THE average policeman usually is well able to look after himself in a tussle with the kind of people who are all the better for his attention, but when the test of his merits and methods is taken into the political field he is clearly at a disadvantage. Evolutionary progress of nations has not yet, unfortunately, provided a law empowering the police to clout a talkative politician on the head with a truncheon as the quickest way to an end of argument. Hence, it may not be unreasonable to ask for fair play for the police. This need has been demonstrated in the fierce discussions in the British House of Commons about the methods of the London police generally, but particularly those dealing with the interrogation of witnesses. New Scotland Yard, with its great staff of 20,000 men, indisputably the finest army of police in the world, has been brought under - the lash of political and public criticism for the manner in which several of its officers badgered a young woman concerned in a charge of philandering with a famous economist in Hyde Park, which, though many policemen might refuse to believe it, is as good a place as any to talk about economics. Both she and the man in the case were acquitted in circumstances that suggested perjury on the part of the police. Here, it is right to mention that even policemen have been proved to be notorious liars.

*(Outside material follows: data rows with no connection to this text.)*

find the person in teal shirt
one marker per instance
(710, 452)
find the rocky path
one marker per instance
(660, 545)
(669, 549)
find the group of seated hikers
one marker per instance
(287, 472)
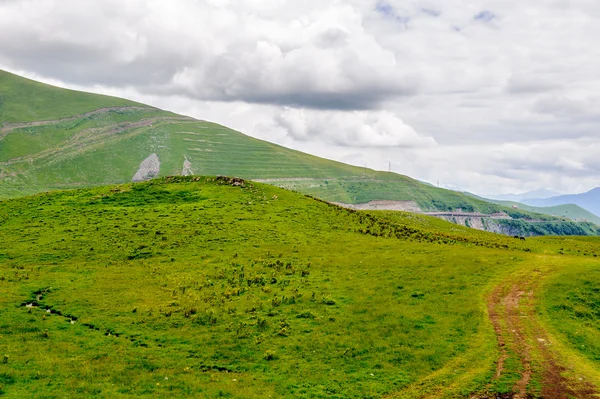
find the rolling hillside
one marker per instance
(52, 138)
(216, 287)
(589, 201)
(571, 211)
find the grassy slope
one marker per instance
(202, 288)
(570, 211)
(24, 100)
(108, 147)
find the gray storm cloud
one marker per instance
(483, 95)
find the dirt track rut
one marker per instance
(520, 335)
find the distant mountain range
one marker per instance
(54, 139)
(589, 201)
(537, 194)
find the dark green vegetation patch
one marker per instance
(214, 287)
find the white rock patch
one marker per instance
(149, 168)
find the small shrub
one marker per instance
(270, 355)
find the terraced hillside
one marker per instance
(52, 138)
(218, 287)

In this ease, however, Scotland Yard resented the suggestion as to perjury, and set out to secure evidence in support of the police. Its administrators hauled the young woman to headquarters and subjected her to a gruelling interrogation. The zeal of the authorities is more easily understandable than pardonable, for their action was undeniably outside the law. There is not a word in the Common Law which justifies the police in compelling a witness to go to Scotland Yard and he examined. As has been emphasised in England, a witness can be compelled to attend at a law court and nowhere else.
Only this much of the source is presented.